June 23, 2021
Dr. Ira Kalish
Chief Economist, Deloitte
Dr. Valerie Wilson
Director, Program on Race, Ethnicity, and the Economy, Economic Policy Institute
Dr. Ana Hernández Kent
Senior Researcher, Institute for Economic Equity, Federal Reserve Bank of St. Louis
Chief Economist, U.S Chamber of Commerce
While the business world has made progress regarding diversity and inclusion over the last few years, it still has a long way to go.
At the 2021 U.S Chamber of Commerce National Summit on Equality of Opportunity, leadership and economic experts explained how business leaders can close the racial wealth gap and build a more inclusive economy.
Business Leaders Must Address Discriminatory Behavior and Decisions in the Workplace
Dr. Ira Kalish, chief economist at Deloitte, cited a common issue that happens in the business world: most people who make discriminatory decisions do not have bad intentions, but are ignorant to the biases they carry.
“The reality is, people make decisions that have a discriminatory effect,” he said.
Many people are actually blind to how the Black community is treated in society, including by financial institutions and employers. Dr. Kalish stressed there are two things we can do to address discriminatory behavior: enforcing existing laws against it and changing the attitudes of people in society.
“I think that it’s incumbent on us in the business community to require training of our people … to better understand what actually happens,” said Dr. Kalish. “That’s the only way we’re going to get past this.”

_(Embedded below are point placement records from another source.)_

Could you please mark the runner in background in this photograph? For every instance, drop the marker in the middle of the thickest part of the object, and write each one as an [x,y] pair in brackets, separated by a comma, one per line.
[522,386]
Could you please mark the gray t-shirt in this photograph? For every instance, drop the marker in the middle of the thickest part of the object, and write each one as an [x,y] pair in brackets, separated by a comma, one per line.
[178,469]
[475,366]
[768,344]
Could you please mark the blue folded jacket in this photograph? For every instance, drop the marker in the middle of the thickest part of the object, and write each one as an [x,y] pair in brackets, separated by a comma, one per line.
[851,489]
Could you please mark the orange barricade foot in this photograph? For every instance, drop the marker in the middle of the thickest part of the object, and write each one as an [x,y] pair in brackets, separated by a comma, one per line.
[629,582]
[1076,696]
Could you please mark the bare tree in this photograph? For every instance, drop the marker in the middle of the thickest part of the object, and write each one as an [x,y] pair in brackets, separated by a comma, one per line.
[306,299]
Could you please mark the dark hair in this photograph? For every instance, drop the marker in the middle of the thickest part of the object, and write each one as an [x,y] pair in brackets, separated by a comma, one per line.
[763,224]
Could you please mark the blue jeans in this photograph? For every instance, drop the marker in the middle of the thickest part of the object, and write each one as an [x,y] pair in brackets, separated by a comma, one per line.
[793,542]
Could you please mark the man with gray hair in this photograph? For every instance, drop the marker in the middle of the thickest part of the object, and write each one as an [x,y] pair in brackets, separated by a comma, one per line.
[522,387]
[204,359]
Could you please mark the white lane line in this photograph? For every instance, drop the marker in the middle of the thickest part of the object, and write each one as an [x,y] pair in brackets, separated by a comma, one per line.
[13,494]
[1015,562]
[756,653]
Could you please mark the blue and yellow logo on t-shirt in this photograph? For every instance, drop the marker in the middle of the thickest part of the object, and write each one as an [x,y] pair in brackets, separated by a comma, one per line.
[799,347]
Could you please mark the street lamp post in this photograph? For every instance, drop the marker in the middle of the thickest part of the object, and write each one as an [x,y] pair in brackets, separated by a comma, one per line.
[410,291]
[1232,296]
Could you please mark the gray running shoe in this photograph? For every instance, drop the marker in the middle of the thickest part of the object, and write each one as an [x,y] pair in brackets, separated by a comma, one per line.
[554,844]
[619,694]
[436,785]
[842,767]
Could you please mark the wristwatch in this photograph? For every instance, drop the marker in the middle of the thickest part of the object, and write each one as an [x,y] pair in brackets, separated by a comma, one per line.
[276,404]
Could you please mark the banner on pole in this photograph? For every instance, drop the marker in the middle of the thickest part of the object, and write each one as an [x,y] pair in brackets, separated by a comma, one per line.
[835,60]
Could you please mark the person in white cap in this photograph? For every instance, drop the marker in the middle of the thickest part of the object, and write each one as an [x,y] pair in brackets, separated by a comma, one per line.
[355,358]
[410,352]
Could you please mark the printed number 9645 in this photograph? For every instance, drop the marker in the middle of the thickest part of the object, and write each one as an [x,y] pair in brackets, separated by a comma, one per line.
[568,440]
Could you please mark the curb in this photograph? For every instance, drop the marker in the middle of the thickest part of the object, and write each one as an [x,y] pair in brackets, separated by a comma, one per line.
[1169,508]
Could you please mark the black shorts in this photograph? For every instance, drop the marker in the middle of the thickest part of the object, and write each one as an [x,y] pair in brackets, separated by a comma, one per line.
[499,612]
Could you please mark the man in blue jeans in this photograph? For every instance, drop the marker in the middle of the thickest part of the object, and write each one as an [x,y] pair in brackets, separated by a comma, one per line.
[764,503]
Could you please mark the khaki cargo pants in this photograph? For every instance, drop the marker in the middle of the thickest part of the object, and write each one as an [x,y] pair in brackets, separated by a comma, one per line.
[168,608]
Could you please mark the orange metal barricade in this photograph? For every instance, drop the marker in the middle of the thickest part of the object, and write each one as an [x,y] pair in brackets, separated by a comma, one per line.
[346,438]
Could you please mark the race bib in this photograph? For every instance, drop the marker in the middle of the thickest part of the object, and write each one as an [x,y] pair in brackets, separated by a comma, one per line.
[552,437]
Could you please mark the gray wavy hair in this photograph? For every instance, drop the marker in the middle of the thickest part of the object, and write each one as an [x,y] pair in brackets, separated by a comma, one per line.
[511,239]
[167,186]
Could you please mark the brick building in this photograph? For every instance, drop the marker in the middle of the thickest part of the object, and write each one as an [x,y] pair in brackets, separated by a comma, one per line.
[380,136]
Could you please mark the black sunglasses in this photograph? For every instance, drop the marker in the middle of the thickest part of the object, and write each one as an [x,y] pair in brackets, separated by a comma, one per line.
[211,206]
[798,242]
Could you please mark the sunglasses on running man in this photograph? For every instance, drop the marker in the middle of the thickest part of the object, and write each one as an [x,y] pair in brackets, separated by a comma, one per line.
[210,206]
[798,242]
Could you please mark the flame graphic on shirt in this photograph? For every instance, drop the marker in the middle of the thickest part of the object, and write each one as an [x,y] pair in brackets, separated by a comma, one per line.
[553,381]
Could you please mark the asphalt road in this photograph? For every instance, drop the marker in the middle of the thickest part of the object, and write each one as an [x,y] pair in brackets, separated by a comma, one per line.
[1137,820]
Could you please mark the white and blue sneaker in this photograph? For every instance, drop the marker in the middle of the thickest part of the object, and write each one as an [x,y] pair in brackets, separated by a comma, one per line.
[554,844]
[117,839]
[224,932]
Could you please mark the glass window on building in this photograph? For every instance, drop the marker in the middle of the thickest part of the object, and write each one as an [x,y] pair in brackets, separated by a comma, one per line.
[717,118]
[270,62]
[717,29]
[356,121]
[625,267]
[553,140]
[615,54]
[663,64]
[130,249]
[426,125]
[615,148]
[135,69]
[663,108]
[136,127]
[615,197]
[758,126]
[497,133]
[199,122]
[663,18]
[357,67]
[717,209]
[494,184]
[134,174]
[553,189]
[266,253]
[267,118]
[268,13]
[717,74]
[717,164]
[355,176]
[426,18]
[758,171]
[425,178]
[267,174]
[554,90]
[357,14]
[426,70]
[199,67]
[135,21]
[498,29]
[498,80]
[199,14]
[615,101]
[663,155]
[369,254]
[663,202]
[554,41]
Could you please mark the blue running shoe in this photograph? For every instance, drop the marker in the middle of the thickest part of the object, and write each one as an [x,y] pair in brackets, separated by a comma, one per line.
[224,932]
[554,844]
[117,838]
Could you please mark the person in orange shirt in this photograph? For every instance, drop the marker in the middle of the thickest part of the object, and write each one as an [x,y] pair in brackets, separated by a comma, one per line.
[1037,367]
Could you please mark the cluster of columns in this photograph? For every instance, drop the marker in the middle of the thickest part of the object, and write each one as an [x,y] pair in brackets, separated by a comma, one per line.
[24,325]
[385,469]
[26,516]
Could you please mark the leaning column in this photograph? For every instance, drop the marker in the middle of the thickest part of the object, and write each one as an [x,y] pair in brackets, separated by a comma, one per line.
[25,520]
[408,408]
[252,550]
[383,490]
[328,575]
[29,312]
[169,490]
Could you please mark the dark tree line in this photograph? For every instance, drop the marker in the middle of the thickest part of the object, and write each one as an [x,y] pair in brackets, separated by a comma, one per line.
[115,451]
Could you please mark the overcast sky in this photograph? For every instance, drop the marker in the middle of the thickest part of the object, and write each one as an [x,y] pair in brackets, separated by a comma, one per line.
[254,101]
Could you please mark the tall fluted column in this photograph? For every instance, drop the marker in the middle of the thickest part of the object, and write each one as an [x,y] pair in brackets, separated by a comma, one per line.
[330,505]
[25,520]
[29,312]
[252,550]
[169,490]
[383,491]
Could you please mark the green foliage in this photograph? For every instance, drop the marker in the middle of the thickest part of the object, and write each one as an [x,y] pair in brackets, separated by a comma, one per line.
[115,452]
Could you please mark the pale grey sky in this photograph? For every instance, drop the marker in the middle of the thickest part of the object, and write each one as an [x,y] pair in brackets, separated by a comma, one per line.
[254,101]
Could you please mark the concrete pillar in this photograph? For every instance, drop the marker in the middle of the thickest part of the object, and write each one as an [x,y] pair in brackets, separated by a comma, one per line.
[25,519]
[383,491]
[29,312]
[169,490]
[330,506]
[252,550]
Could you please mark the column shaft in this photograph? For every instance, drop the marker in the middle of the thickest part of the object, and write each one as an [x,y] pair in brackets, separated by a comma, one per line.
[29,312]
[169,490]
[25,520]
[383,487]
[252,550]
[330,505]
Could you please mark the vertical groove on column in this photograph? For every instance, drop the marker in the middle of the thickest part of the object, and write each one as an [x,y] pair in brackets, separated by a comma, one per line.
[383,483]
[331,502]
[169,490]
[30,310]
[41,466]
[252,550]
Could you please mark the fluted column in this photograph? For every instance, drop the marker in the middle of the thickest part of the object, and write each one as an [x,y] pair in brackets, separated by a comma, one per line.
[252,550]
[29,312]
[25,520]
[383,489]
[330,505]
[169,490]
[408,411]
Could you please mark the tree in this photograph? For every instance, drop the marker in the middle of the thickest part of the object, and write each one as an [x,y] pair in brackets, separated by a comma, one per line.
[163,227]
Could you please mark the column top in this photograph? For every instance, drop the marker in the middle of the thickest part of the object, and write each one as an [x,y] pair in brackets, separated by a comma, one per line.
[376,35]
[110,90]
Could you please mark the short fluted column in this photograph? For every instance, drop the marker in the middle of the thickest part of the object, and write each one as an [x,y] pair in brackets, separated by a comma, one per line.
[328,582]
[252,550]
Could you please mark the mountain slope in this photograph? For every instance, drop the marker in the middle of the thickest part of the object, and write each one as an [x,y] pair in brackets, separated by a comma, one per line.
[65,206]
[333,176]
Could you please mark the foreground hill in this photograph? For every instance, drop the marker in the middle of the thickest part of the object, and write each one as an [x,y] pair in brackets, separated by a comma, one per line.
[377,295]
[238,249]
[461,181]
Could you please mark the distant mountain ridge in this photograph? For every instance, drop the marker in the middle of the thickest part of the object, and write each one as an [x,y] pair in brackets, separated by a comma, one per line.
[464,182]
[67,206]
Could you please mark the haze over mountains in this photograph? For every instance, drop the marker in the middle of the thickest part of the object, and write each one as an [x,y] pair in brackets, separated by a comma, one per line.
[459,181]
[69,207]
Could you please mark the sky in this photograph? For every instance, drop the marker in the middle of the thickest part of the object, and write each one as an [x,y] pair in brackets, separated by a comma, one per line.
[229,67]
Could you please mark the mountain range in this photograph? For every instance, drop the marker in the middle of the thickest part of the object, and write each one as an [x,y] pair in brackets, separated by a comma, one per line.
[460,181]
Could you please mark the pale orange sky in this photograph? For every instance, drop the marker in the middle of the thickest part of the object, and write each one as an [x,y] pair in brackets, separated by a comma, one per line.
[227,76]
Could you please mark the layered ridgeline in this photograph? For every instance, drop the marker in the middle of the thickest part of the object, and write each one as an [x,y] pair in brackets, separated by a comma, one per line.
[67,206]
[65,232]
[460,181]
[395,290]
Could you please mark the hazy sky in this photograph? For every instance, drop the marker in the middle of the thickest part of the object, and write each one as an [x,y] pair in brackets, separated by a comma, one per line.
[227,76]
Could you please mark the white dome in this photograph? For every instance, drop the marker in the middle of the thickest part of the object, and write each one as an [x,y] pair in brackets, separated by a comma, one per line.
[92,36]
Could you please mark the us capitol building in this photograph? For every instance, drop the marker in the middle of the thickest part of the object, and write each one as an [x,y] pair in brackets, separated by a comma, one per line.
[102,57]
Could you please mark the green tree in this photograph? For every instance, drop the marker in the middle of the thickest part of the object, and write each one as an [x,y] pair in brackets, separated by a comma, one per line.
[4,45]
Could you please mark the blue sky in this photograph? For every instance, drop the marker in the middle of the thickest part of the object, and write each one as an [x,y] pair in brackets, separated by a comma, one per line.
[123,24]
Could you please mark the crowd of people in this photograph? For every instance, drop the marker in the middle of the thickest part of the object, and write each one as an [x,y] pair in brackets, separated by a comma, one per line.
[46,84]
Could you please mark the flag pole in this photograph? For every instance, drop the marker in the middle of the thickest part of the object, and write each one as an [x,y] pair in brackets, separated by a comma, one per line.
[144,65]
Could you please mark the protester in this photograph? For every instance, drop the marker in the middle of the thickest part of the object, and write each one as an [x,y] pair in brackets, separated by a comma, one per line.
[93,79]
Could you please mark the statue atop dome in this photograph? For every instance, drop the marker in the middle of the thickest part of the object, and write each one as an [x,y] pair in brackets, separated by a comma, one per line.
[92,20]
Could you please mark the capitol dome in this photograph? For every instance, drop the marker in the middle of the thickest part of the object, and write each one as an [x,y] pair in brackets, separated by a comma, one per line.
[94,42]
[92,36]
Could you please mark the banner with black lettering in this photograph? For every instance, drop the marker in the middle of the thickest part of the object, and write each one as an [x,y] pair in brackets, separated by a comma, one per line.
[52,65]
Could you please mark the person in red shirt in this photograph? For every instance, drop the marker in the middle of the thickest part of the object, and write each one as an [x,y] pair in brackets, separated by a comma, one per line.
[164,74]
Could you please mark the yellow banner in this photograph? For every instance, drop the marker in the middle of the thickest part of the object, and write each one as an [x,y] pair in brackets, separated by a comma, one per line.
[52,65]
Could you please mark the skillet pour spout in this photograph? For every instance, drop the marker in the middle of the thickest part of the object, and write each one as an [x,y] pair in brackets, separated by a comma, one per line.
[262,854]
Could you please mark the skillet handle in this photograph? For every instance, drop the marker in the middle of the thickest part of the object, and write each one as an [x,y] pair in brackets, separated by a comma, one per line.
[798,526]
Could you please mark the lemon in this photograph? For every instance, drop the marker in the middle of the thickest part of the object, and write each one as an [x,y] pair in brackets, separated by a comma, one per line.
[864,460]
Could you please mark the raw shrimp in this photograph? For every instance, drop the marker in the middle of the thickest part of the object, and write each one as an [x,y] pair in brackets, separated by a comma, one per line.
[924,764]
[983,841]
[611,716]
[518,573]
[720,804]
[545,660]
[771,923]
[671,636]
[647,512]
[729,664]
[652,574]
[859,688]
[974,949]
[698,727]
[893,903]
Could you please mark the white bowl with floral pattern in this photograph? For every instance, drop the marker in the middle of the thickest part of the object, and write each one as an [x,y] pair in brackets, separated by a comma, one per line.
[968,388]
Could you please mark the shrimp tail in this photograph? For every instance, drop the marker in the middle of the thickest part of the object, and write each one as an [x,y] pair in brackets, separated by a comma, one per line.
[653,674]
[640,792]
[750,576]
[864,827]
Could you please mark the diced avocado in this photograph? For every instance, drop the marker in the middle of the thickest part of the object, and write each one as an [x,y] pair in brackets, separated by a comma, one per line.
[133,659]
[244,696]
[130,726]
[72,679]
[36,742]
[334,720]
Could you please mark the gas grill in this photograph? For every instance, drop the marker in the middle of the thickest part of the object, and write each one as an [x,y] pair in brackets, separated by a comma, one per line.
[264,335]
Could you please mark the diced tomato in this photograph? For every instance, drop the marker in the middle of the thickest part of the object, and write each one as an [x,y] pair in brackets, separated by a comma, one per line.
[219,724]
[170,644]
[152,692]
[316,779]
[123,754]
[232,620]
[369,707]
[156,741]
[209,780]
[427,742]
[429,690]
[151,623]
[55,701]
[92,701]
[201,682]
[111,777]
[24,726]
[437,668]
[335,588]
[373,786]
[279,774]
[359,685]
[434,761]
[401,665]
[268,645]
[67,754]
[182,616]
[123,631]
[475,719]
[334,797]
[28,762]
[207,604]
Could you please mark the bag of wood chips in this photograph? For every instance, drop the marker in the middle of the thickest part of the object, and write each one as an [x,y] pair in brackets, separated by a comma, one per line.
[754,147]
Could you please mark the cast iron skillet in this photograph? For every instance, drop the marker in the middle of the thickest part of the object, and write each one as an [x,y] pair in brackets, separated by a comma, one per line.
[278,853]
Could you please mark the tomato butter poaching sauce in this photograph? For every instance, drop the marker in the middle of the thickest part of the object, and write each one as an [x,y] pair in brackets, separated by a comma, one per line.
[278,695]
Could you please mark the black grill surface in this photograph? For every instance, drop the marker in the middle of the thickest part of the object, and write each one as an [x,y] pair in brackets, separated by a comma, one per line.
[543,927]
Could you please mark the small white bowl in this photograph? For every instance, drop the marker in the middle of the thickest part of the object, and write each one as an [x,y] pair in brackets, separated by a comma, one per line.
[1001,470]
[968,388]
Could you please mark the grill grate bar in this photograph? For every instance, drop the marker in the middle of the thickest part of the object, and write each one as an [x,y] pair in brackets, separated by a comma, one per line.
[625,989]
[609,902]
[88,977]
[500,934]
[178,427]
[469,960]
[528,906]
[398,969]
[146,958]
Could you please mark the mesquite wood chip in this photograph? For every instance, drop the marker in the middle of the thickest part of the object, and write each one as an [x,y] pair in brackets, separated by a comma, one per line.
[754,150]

Employers Must Work to Close the Unemployment and Pay Gap for Black Workers
According to Dr. Valerie Wilson, director of Economic Policy Institute’s Program on Race, Ethnicity, and the Economy, a vast majority of income is labor income.
“While income is not wealth, inadequate income is a barrier to wealth building,” she said. “There are large and persistent racial disparities in employment and pay that are actually defining features of the U.S. labor market.”
She noted that Black workers are typically twice as likely to be unemployed as white workers and among those who are employed, Black workers faced significant pay disparities when compared to white workers. This was true at nearly every level of education.
“The unemployment gap is not simply a skills gap,” Dr. Wilson continued. “Similarly, pay gaps are not simply skills gaps.”
To address these issues, Dr. Wilson recommended businesses implement pay equity policies, like internal evaluation of employee pay disparities and pay transparency policies. Additionally, they can choose not to ask about salary history in the hiring process. Business leaders can also invest in occupational desegregation, which might involve adopting recruitment efforts that seek a diverse pool of applicants for openings at every level, investing in the retention of workers of color and being transparent about opportunities for advancement for minority workers.
Professionals Must Continue Their Progressive Efforts to Produce an Inclusive Economy
Though there is still much work to be done, our country has been working toward a more inclusive economy, and progress has been made in several areas.
“In the past year and a half or so, it’s become abundantly clear … that we do not have racial economic equity in this country,” said Dr. Ana Hernández Kent, senior researcher at the Institute for Economic Equity. “That being said, there has been some progress made, a lot of support behind many promising ideas.”
Some examples of progressive solutions created are affordable childcare, child development accounts, 529 plans for future education, as well as retirement funds for kids, started at their birth.
“We need to continue the momentum; continue these conversations to produce actionable results because ultimately, if we do, we’ll be producing a more prosperous economy for everyone.”